SAORAIMUNDO.COM: Qual a finalidade da política?

O termo “política” tem origem na Grécia Antiga, em que os gregos se organizavam em cidades-estado (chamadas de “polis”). É derivada – a expressão “polis”- das palavras gregas “politiké” (política em geral) e “politikós” (dos cidadãos), que se estenderam para a palavra em latim “politicus”, até a leitura europeia com o francês “politique” (ciência do governo dos Estados). Política é a atividade de exercer o poder público, de governar ou participar, ocupar-se dos assuntos públicos em geral.
Historicamente, em regra, a política foi vista como uma coisa ruim, pela opinião pública; como uma atividade nociva, corrupta e corruptora; como um ofício indigno para ser exercido por uma pessoa séria e responsável. Isso provocou um descrédito popular, uma imagem negativa da política. O fato, é que existe muita demagogia nisso tudo.

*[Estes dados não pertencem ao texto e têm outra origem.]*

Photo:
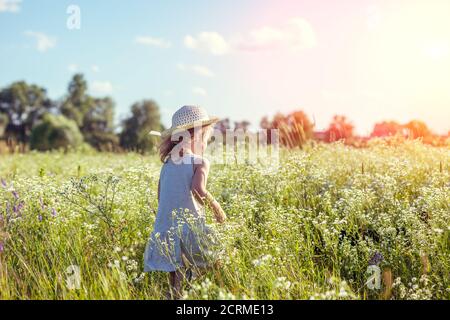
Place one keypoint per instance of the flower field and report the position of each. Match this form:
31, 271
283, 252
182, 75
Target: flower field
332, 222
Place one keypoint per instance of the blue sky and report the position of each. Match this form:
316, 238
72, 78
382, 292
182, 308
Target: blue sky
239, 59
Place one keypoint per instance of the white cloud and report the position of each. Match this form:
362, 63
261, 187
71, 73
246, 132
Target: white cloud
197, 69
168, 93
199, 91
210, 42
295, 34
102, 87
10, 5
154, 42
72, 68
43, 41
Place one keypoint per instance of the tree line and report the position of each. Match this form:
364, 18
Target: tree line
30, 119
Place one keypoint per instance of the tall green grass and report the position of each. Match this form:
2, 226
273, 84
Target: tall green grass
307, 229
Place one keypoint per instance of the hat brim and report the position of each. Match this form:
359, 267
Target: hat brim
201, 123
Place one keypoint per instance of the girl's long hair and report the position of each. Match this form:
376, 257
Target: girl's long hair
166, 146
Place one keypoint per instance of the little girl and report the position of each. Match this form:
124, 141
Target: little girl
181, 240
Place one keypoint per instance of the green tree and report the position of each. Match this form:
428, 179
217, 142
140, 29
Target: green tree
94, 116
77, 102
144, 117
55, 132
22, 105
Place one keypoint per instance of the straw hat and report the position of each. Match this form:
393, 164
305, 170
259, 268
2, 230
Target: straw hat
187, 117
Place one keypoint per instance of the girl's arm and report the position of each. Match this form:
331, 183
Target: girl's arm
202, 195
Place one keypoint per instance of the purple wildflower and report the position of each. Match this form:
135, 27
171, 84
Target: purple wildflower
376, 259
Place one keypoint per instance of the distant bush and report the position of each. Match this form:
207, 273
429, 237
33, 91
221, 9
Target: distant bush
55, 132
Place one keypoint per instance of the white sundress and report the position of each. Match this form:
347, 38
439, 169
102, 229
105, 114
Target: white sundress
180, 228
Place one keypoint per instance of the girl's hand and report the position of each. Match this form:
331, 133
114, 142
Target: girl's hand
219, 214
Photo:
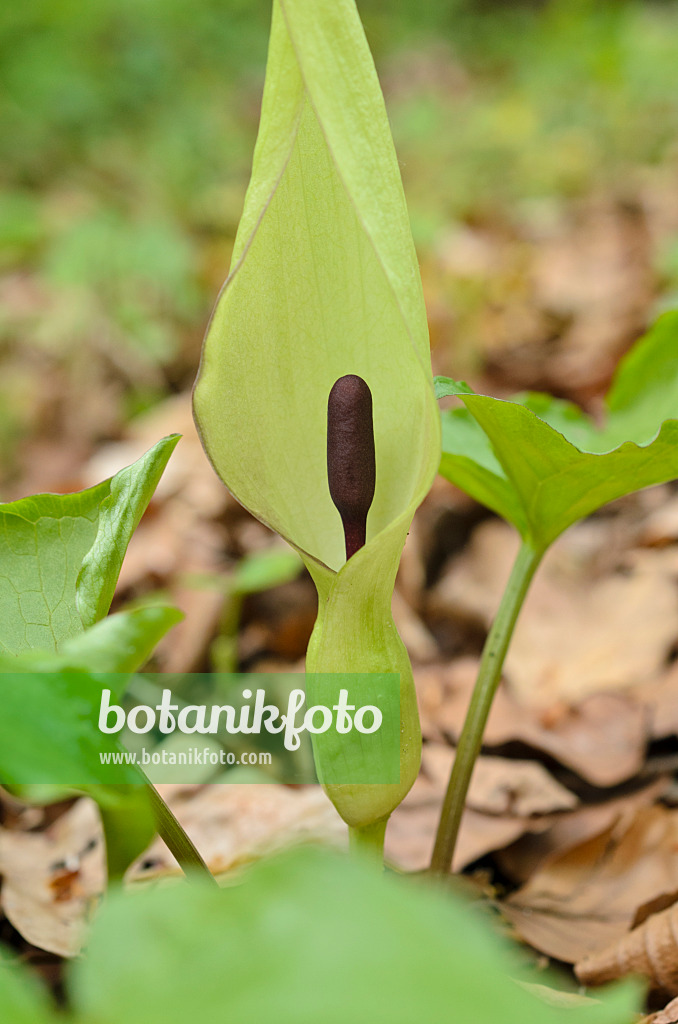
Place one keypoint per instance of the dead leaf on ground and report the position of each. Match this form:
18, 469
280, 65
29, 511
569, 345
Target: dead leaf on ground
522, 858
585, 899
52, 880
649, 950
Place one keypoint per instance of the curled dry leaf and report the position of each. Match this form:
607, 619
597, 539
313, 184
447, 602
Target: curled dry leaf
650, 950
585, 899
52, 880
520, 860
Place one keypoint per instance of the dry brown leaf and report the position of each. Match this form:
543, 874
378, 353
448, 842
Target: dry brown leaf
521, 859
660, 697
52, 880
602, 738
232, 824
579, 633
650, 950
586, 898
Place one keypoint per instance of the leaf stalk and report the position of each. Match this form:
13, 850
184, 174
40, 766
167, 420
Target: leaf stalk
490, 673
176, 839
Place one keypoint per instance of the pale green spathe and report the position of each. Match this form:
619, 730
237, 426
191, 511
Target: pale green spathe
325, 283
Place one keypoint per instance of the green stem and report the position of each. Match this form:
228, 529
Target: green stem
490, 674
176, 840
368, 842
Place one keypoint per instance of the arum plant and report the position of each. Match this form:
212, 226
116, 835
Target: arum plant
543, 465
324, 287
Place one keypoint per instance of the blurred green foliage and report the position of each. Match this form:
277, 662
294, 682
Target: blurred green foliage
127, 128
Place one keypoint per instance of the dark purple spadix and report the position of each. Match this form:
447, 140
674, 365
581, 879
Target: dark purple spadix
351, 469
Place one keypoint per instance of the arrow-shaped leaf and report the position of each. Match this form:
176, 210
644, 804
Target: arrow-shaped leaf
543, 464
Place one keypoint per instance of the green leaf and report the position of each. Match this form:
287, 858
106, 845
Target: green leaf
370, 949
263, 569
120, 513
542, 464
60, 554
325, 283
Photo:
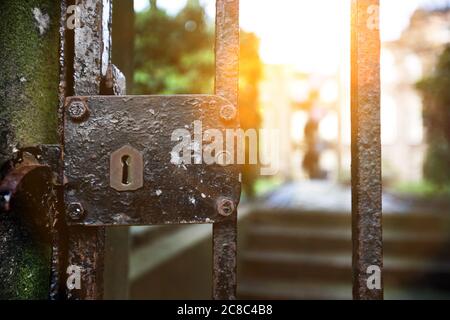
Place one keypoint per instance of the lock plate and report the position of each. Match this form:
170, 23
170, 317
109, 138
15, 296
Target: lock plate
123, 167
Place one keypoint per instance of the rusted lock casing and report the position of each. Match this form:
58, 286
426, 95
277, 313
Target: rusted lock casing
123, 166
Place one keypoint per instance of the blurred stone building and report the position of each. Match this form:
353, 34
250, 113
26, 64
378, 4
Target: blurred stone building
404, 62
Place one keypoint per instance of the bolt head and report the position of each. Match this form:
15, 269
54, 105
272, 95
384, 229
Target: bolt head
225, 207
75, 211
78, 110
228, 112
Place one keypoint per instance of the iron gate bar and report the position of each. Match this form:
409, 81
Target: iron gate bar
226, 85
92, 43
86, 246
366, 147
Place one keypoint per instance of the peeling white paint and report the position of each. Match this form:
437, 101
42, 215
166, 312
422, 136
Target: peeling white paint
42, 20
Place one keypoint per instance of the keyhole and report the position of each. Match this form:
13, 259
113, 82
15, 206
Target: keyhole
125, 170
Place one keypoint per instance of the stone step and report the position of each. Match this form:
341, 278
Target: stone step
416, 222
334, 267
326, 239
256, 289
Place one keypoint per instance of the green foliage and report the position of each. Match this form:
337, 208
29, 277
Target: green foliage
174, 54
435, 91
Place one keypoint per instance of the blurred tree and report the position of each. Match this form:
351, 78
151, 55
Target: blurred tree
175, 55
436, 100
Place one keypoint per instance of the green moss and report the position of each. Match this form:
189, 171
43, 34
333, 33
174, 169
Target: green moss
32, 279
29, 68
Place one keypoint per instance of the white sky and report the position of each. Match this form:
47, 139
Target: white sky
307, 34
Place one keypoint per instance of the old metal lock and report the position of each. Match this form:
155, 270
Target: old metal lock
119, 166
126, 171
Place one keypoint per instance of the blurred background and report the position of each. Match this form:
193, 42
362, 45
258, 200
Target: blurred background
295, 226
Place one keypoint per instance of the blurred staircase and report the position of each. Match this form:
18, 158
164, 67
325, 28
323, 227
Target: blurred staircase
296, 254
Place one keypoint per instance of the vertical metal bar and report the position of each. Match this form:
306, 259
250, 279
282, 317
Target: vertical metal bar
91, 59
226, 85
366, 149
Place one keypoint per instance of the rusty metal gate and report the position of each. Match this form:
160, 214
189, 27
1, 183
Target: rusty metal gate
113, 166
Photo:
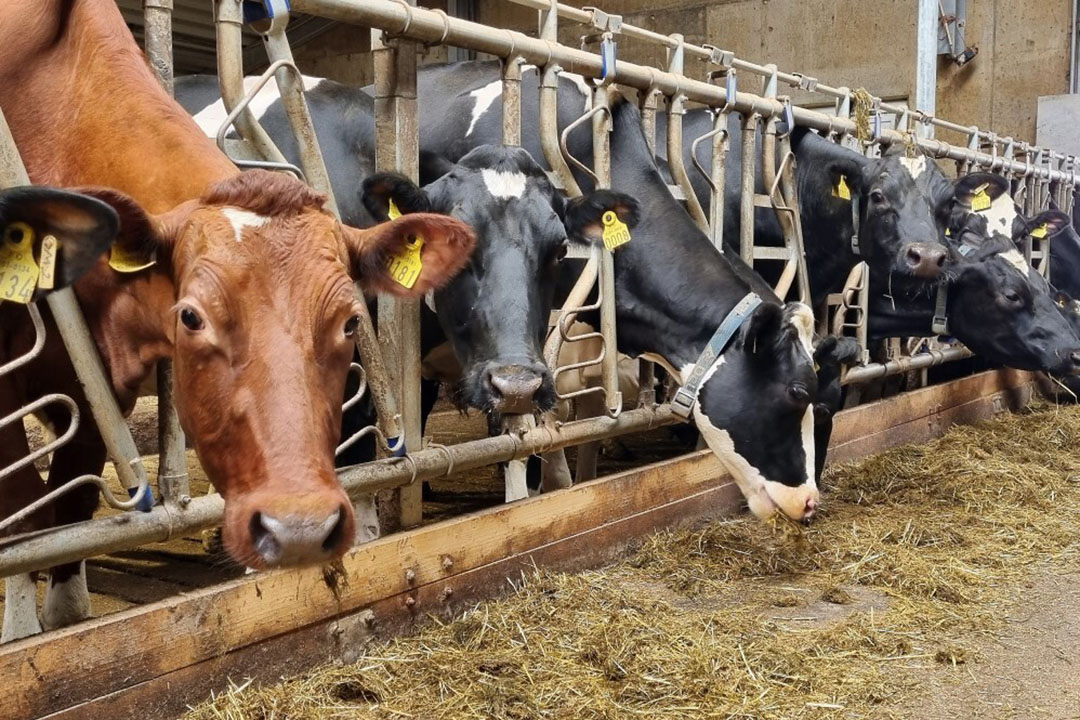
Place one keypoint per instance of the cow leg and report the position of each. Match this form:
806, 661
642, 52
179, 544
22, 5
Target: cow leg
67, 598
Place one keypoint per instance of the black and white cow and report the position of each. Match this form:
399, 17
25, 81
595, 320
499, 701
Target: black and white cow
756, 408
896, 234
495, 312
996, 303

SR –  Como o senhor analisa a cultura política no Brasil?

Não quero aqui ser o dono da verdade. Quero externar a minha constatação e o meu ponto de vista. Serei bem lúcido. A matriz da corrupção está na própria sociedade. A corrupção parte do próprio povo. Não estou sendo radical, e sim verdadeiro. É conhecimento de causa. Muitos não irão concordar comigo. Daí começa a hipocrisia moral, a culpa é sempre dos outros. Mas é a definição realística da cultura política, a verdade nua e crua de quem vive a prática da política.
No Brasil a realidade é uma só. Existem pessoas decentes e honradas, que sabem votar consciente e com pensamento cívico e coletivo. Mas… A maioria é irresponsável e egoísta. Pensa somente em interesses particulares. Além de imediatista, pensa pequeno e em coisas imediatas. Notadamente, em favores e dinheiro. Veja o que disse Luís Fernando Veríssimo: “Brasil: esse estranho país de corruptos sem corruptores”. E Rui Barbosa: “No Brasil existem muitos eleitores corruptos exigindo políticos sérios e honestos”.

SR –  Qual a sua análise sobre o processo de escolha eleitoral?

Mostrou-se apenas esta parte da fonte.